As part of its evaluation of imaging techniques, the CIHR team participated in the development of a new type of PET imaging agent for prostate cancer, 18F-Fluorocholine. London was the first centre in Ontario to use this agent.
The group was also able to take advantage of a unique resource in the city, Canada’s first and only PET/MRI scanner. Simultaneous imaging with 18F-Fluorocholine and MRI allows for perfect alignment of the MRI and PET images to maximize the diagnostic value of the imaging procedure. This represents a first in Canada for prostate imaging.
Dr. Bauman credits London’s Biomedical Imaging Research Centre (BIRC) with efficiently connecting the team to the imaging community city-wide. This has enabled coordinated responses to funding and research opportunities available through organizations such as the Ontario Institute for Cancer Research and the Movember International Prostate Cancer Research Foundation.
The ultimate aim of this research is to improve prostate cancer management. Imaging-based maps used to predict the location of the cancer will be integrated with procedures already in use in the clinic. This will allow physicians to use imaging to full advantage.
For example, a 3D ultrasound-guided prostate biopsy system developed by Dr. Aaron Fenster at Robarts Research Institute already makes use of MRI data to help guide the biopsy needle. Localization of biopsy targets could be improved even further by incorporating information from additional imaging methods.
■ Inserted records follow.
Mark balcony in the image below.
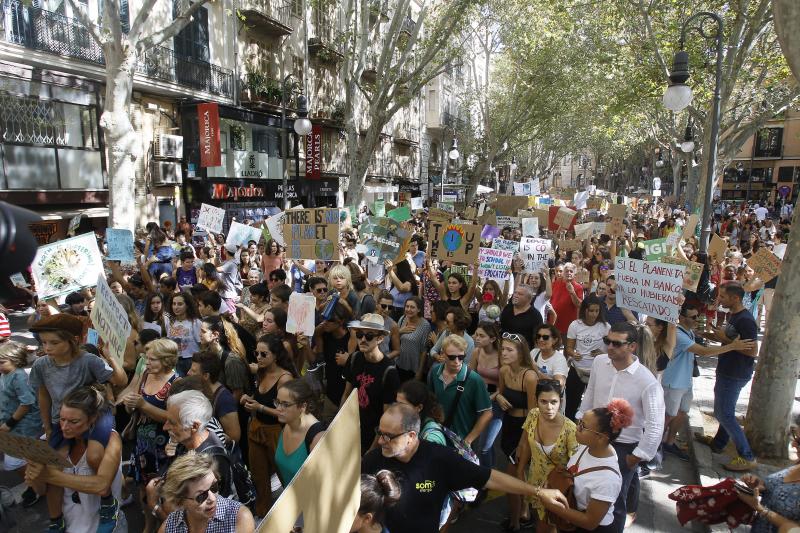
[239,0,294,37]
[0,2,233,98]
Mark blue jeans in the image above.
[477,402,503,468]
[713,374,755,461]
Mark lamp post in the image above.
[281,74,313,210]
[663,11,723,253]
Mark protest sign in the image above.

Similarly, a better way to define the boundaries of prostate cancer could very quickly be applied to radiation treatment. Current treatment strives to deliver different radiation doses to different parts of the prostate depending on the location and extent of the cancer. As Dr. Bauman points out, “the treatment bullets are there; we just need to know where to aim.”
Guiding the Next Generation of Imaging Researchers
Training and mentoring are front and centre in the CIHR Team in Image Guidance in Prostate Cancer. This focus helped to launch the career of Dr. Aaron Ward, a former post-doctoral fellow at Robarts Research Institute. Dr. Ward’s growing leadership role in the project was acknowledged with a Cancer Care Ontario Scientist Award in 2010 and an assistant professor position in the Department of Medical Biophysics. Evidence of the continuing evolution of research talent within the group came in the form of a Young Scientist Award to Eli Gibson, a Ph.D. student supervised by Drs. Fenster and Ward. Mr. Gibson received his award at the 2012 Medical Image Computing and Computer-Assisted Intervention conference in Nice, France.